More than one dozen middle school science teachers in the Tri-Cities, Wash. will have a powerful new tool to use as part of their curriculum in the coming school year. The teachers who are from the Pasco, Richland and Kennewick school districts, recently completed training on how to use and teach with portable scanning electron microscopes (SEM) in their classrooms. Once trained, these teachers will use the SEM during their lessons and students can use them for their science fair projects.
Martha Mather is a life sciences teacher at Horse Heaven Hills Middle School in Kennewick. Mather spent the week of July 20 being trained how to use the SEM. She wanted to attend the training in order to enhance her own understanding of SEM technology. Mather says the opportunity to use a SEM in her classroom is phenomenal, since a SEM has the ability to magnify objects up to 300,000 times the size of the object being studied.
“We do have compound light microscopes and the kids love that unit, and every year they say ‘how do they know about this, or why can’t we see that,’ and we tell them ‘we need a better tool to do that.’” As Mather points to the SEM she says, “Now this year we can, since we have a better tool to use.”
During the week of training, the teachers prepared samples for viewing under the SEM, and developed lesson plans. With training, completed, the teachers are now cleared to have the SEM brought to their school for use in their classrooms.
The SEM training is part of an effort by Heritage University and Pacific Northwest National Laboratory, with funding from Battelle Corporate Contributions, to bring Project Nano to the Tri-Cities. Project Nano is seen as a unique and fun program that addresses several key themes in science, technology engineering and mathematics (STEM) education. Sherry Cady, a chief scientist at PNNL and affiliated faculty at Heritage, says the goal of Project Nano is to use the advanced technology to stir up interest in science among middle school students.

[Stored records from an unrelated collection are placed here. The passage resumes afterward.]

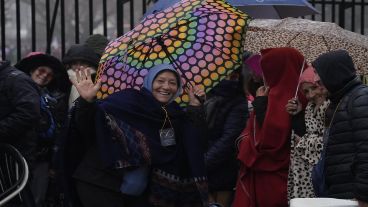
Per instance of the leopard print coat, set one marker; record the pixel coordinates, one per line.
(306, 153)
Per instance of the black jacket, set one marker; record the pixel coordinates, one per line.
(227, 113)
(19, 110)
(346, 165)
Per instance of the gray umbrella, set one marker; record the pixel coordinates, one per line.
(258, 9)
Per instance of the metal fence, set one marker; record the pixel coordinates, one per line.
(53, 25)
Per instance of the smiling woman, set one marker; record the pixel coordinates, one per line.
(146, 149)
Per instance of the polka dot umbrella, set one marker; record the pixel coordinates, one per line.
(202, 39)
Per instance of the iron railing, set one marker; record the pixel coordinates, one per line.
(57, 24)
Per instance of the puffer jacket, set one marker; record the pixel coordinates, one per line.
(346, 165)
(19, 110)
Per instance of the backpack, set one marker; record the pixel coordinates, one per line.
(318, 171)
(47, 126)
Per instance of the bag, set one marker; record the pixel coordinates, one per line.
(135, 181)
(47, 126)
(318, 171)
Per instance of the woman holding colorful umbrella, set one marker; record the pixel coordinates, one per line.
(145, 150)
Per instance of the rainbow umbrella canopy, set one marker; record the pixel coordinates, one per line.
(203, 40)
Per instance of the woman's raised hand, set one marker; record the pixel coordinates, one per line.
(85, 86)
(196, 95)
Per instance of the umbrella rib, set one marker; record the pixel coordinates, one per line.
(325, 41)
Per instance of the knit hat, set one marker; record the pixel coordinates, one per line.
(35, 59)
(81, 52)
(97, 42)
(308, 76)
(254, 63)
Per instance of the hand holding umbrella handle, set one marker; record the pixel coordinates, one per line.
(197, 96)
(85, 86)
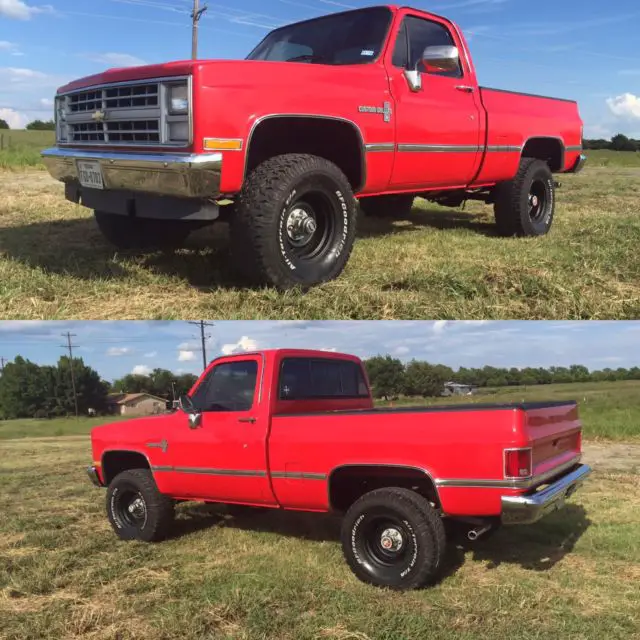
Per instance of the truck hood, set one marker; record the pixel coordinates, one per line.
(225, 73)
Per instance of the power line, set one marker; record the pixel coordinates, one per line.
(202, 324)
(196, 15)
(71, 347)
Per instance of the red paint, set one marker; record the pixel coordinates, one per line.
(319, 436)
(231, 97)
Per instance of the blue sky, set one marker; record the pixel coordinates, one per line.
(117, 348)
(571, 48)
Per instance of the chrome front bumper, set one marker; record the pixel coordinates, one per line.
(579, 164)
(529, 508)
(186, 176)
(93, 476)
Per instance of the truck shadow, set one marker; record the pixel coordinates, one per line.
(537, 547)
(76, 248)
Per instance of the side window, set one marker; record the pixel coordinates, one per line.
(421, 34)
(318, 378)
(229, 387)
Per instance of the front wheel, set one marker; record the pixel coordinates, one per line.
(394, 538)
(525, 206)
(136, 509)
(294, 223)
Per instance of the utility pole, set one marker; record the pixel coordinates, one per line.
(71, 347)
(202, 324)
(195, 16)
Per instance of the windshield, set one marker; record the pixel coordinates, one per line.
(354, 37)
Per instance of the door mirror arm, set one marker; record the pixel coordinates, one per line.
(195, 416)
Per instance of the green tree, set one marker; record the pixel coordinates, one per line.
(39, 125)
(386, 375)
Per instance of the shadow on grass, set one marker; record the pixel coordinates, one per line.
(536, 547)
(76, 247)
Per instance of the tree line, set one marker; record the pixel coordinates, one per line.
(391, 378)
(28, 390)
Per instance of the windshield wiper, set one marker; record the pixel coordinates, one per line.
(307, 57)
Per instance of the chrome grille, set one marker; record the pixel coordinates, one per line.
(131, 113)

“By peaking the students’ curiosity about the world around them with sophisticated technology that operates with a touchscreen, students quickly realize they can study objects and processes that are typically presented as abstract concepts,” says Cady. “After all, most students have more fun learning about science by doing it with cool technology.”
Cady hopes students’ exposure to STEM studies may encourage them to pursue academic careers and workforce opportunities in STEM. As for Mather, she can’t wait to start the next school in order to bring the SEM to her class.
“My students will love it,” she says.